News and Announcements » |
Description:
Since newer sequencing technologies provide many reads per run (e.g. the 454 GS FLX Titanium series can produce 400-600 million base pairs with 400-500 base pair read lengths) researchers are now finding it useful to combine multiple samples into a single 454 run. This multiplexing is achieved through the application of a pyrosequencing-tailored nucleotide barcode design (described in (Parameswaran et al., 2007)). By assigning individual, unique sample specific barcodes, multiple sequencing runs may be performed in parallel and the resulting reads can later be binned according to sample. The script split_libraries.py performs this task, in addition to several quality filtering steps including user defined cut-offs for: sequence lengths; end-trimming; minimum quality score. To summarize, by using the fasta, mapping, and quality files, the program split_libraries.py will parse sequences that meet user defined quality thresholds and then rename each read with the appropriate Sample ID, thus formatting the sequence data for downstream analysis. If a combination of different sequencing technologies are used in any particular study, split_libraries.py can be used to perform the quality-filtering for each library individually and the output may then be combined.

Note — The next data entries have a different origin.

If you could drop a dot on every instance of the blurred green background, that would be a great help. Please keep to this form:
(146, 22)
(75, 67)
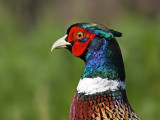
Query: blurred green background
(36, 84)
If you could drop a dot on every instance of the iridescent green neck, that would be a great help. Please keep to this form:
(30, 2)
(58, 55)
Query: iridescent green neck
(103, 59)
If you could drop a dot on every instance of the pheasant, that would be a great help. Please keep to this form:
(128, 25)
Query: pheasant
(100, 94)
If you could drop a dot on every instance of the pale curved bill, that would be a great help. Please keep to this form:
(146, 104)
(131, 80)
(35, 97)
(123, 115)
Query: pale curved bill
(60, 43)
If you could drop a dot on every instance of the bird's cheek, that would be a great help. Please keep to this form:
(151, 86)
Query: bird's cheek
(79, 48)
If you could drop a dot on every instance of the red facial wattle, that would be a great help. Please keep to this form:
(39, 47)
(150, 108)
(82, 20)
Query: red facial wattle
(79, 47)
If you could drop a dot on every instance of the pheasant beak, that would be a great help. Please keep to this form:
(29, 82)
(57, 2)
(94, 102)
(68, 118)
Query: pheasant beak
(60, 43)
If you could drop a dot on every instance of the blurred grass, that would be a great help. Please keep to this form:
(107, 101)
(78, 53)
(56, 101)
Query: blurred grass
(36, 84)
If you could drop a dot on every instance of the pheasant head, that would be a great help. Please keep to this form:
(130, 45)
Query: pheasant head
(102, 83)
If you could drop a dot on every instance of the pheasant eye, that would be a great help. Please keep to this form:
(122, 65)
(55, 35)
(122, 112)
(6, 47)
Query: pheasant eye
(80, 35)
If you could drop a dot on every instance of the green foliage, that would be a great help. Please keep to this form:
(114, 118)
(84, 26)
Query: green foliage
(36, 84)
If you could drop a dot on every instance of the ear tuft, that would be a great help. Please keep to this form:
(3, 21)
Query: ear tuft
(116, 33)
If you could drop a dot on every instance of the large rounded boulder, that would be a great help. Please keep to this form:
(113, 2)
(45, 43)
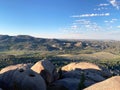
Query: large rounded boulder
(92, 73)
(21, 79)
(112, 83)
(81, 65)
(18, 66)
(46, 69)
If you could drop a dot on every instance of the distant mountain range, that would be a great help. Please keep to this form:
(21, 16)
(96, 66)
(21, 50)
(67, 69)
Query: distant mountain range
(25, 42)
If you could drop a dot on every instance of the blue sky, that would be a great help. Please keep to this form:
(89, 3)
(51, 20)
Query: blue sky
(72, 19)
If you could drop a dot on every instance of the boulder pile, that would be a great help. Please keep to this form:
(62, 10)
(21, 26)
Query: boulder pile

Sequences from samples that are not found in the mapping file (no corresponding barcode) and sequences without the correct primer sequence will be excluded. Additional scripts can be used to exclude sequences that match a given reference sequence (e.g. the human genome; exclude_seqs_by_blast.py) and/or sequences that are flagged as chimeras (identify_chimeric_seqs.py).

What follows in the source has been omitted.